Le Christ et la relation de confiance

     Il ne s'agit pas d'être en harmonie, mais plutôt d'être vrai avec soi-même. Le Christ, avec ses paroles et ses actes, est celui qui a permis de rétablir la relation corps-esprit - qu'elle soit harmonieuse ou non, souffrante ou non.

     En effet, le Dieu de Jésus est un Dieu qui ne tient pas compte des « catégories du pur et de l'impur et à l'exclusion que celles-ci entraînent ». Dans les évangiles, il n'y a pas de « négation ou de mépris » de notre condition corporelle. Jésus écoute, puis il parle. Il « ose » parler à ceux et celles qui sont rejetés, considérés « impurs »; ceux et celles qui ont commis le « péché » de la « chair »; les aveugles, les boliteux, les malades, les morts. Il entre en relation avec ces « impures » avec qui les autorités religieuses avaient coupé toute relation, ne leur accordant même pas le droit d'entrer dans le Temple. Jésus a aidé au relèvement des exclus « dans leur chair »: « Jésus, en lui prenant la main, le fit lever et il se mit debout. » (Marc 9, 27).

     Jésus appelle ces personnes à « vivre malgré, et dans cette brèche » de souffrance; à vivre leur vie « dans leur dualité corporelle, sans chercher, au-delà de celle-ci, une âme qui en serait purifiée ». En disant une parole, en touchant quelqu'un, il « permet à ces êtres réduits au souffrir d'entrer en relation avec le Dieu » qui ne fait pas de discriminations. Ils peuvent s'incarner, « se tenir debout devant l'autre au côté de Dieu ». Désormais, l'être humain peut se tenir en confiance devant Dieu dans sa condition réelle: corps-esprit, actif-passif, agir-subir.

     C'est ce même phénomène que Robert Jacques illustre en esquissant les histoires de vies de quatre personnes aux prises avec de graves problèmes de santé, parfois frôlant la mort ou à son seuil. Robert Jacques révèle toute la confiance - presque innée mais inconsciente - que nous accordons à notre corps depuis sa conception. Lorsque la maladie frappe, la confiance originelle est durement éprouvée; hommes et femmes se sentent alors « trahis » ou « abandonnés » par leur corps. Ils sont déçus et sombrent dans la passivité physique et spirituelle, une entraînant l'autre.

     Par l'écoute compatissante de l'autre - en l'occurrence, l'auteur - il se crée un espace où ces personnes dont suffisamment confiance pour tout dire. L'acceptation de l'autre de leur condition corporelle - avec toute son inaction, sa passivité - leur permet dès lors de traverser cette épreuve en reprenant goût à la vie, renouvelés dans leur corps et leur esprit.

Encore la « pureté »!

     De nos jours, plusieurs croient que le Salut est « la séparation de la "folie du corps" pour être en société avec des réalités sans mélange ». Les thérapies corporelles, les nouvelles spiritualités considèrent le corps comme un « outil », un « accessoire » qui permet des « possibilités » dites plus « élevées ». Elles disent aux êtres humains de « s'élever » plus haut que leur corps pour atteindre un niveau de conscience « plus élevé », afin de vivre ce que Robert Jacques appelle, « une expérience extraordinaire », comme si l'extraordinaire était la « vraie » expérience.

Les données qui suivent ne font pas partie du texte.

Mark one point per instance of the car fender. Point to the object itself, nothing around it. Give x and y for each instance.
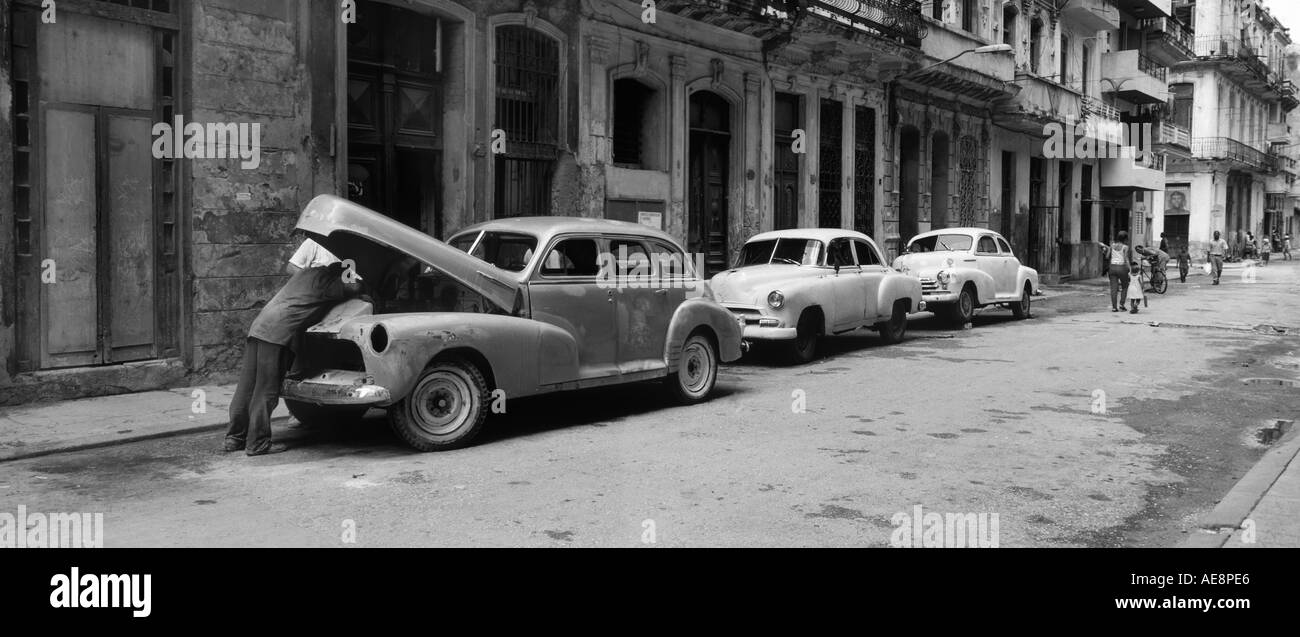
(898, 286)
(697, 312)
(499, 341)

     Et quand tout n'est pas parfait, qu'arrive-t-il? Tout, dans notre société, nous dit d'« agir », de « performer », d'être des hommes et des femmes d'« action ». Ainsi, i1 est pratiquement impossible, voire insupportable, de vivre la dualité corporelle, de vivre une « expérience de passivité ». Regardez autour de vous, vous verrez que l'absence de l'agir suscite le plus cinglant des reproches ». Si on ne FAIT rien, on EST rien. Autre temps, même dichotomie.

     Dans ces conditions, l'auteur a bien raison de dire que « la polarité du pur et de l'impur, la quête de l'extraordinaire, la loi darwinienne de la suivie du plus fort, les doctrines de l'harmonie ou de l'équilibre des contraires dans les nouvelles spiritualités, en effaçant la dualité vive de la condition corporelle, étouffent la vérité de l'humain et lui interdisent de se tenir pleinement devant l'autre que soi: « son prochain » et son Dieu.